The freshness of the first days disappeared a few days ago. The usual showers that accompany us reach us from the stern. And the waves, which easily reach five meters and seem to want to bite us, almost always without success, turn the ship into a walnut shell in the middle of the ocean.

That is why we are insured with a harness whenever we move on deck. A fall into the water would be fatal. At 8 knots of speed, and with the huge waves, it would be a miracle to recover someone, even during the day.

Much of the time is enjoyed on deck. Time to read, chat, laugh, look for something on the horizon… The night is a time for solitude: write, think, feel. Since time is what you have the most, cooking is a good way to occupy it. Accustomed to the ups and downs, culinary tasks are done more normally than it might seem.

Hardly any dish is impossible, and from time to time, if luck is with you, the menu changes unexpectedly. In a matter of nothing, some macaroni can be replaced by a golden, illustrious and tasty inhabitant of the Atlantic.

Personal relationships are often intense. We share many hours of little occupation and a state of mind that is favorable to being intimate. But this does not mean that a lot of time is not dedicated, too, to enjoying solitude. And to attend to sporadic visitors, such as sulas and terns, dolphins, and occasionally turtles and some distant sperm whale, if lucky.

Crossing the Atlantic is taking a long journey. It’s 2,866 miles. Surrounded by salt water, knowing that there is no going back, that riding this wind and the waves that accompany it is impossible. But no one thinks of going back. In a very short time one gets used to the waves, which appear from the stern two meters above, but as they approach, they crouches to pass under the hull. There are 4,300 kilometers in which Toni has to choose the appropriate latitude to take better advantage of the wind and try to avoid storms, adapting the sails at all times.
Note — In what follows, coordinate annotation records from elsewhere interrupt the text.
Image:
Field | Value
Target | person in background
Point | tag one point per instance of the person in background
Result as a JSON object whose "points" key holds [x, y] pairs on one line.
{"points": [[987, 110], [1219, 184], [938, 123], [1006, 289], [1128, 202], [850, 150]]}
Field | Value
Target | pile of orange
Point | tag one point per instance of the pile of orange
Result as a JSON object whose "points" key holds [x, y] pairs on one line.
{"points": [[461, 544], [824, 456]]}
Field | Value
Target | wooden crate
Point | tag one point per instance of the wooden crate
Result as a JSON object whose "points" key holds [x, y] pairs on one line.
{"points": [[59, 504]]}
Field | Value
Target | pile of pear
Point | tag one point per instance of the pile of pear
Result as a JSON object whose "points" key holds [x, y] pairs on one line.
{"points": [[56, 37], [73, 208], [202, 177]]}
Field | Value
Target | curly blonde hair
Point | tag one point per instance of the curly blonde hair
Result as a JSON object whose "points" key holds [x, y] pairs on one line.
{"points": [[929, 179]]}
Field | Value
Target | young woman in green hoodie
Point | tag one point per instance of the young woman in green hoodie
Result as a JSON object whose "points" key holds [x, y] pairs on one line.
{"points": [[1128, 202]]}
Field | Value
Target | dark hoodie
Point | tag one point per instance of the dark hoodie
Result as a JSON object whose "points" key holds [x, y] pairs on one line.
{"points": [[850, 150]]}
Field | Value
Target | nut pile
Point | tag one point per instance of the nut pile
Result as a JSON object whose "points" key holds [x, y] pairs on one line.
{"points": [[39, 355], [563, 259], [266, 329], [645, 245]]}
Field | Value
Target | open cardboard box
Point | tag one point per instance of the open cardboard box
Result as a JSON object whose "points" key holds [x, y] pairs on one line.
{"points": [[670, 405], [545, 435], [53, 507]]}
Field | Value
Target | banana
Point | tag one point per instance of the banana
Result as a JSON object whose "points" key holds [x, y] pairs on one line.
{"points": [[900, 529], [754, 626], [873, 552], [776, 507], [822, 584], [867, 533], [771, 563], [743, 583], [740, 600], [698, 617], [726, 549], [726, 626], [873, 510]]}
17 days, 408 hours of navigation…, almost three weeks in which the furthest the eyes can see is 12 miles. All of water. Three hundred and sixty degrees around. As if the ship were still and water and clouds were spinning around it. Where nothing is left behind and nothing appears that can be reached.

Seventeen days of a trip that, more than in distance, should be measured in time. As if it were an inner journey. A time that ends when one improbable morning we see land. It seems then that the hands of the clock, of another clock, with another cadence, begin to run again.

And they have already given three. Relief time. While Ana puts on her wetsuit, due to the imminent downpour that she seems to want to reach us, it’s time to write down the incidents in the logbook. And take one last look towards the bow. Despite the blackness, somewhere to the west, the island of Martinique awaits us, the end of this trip.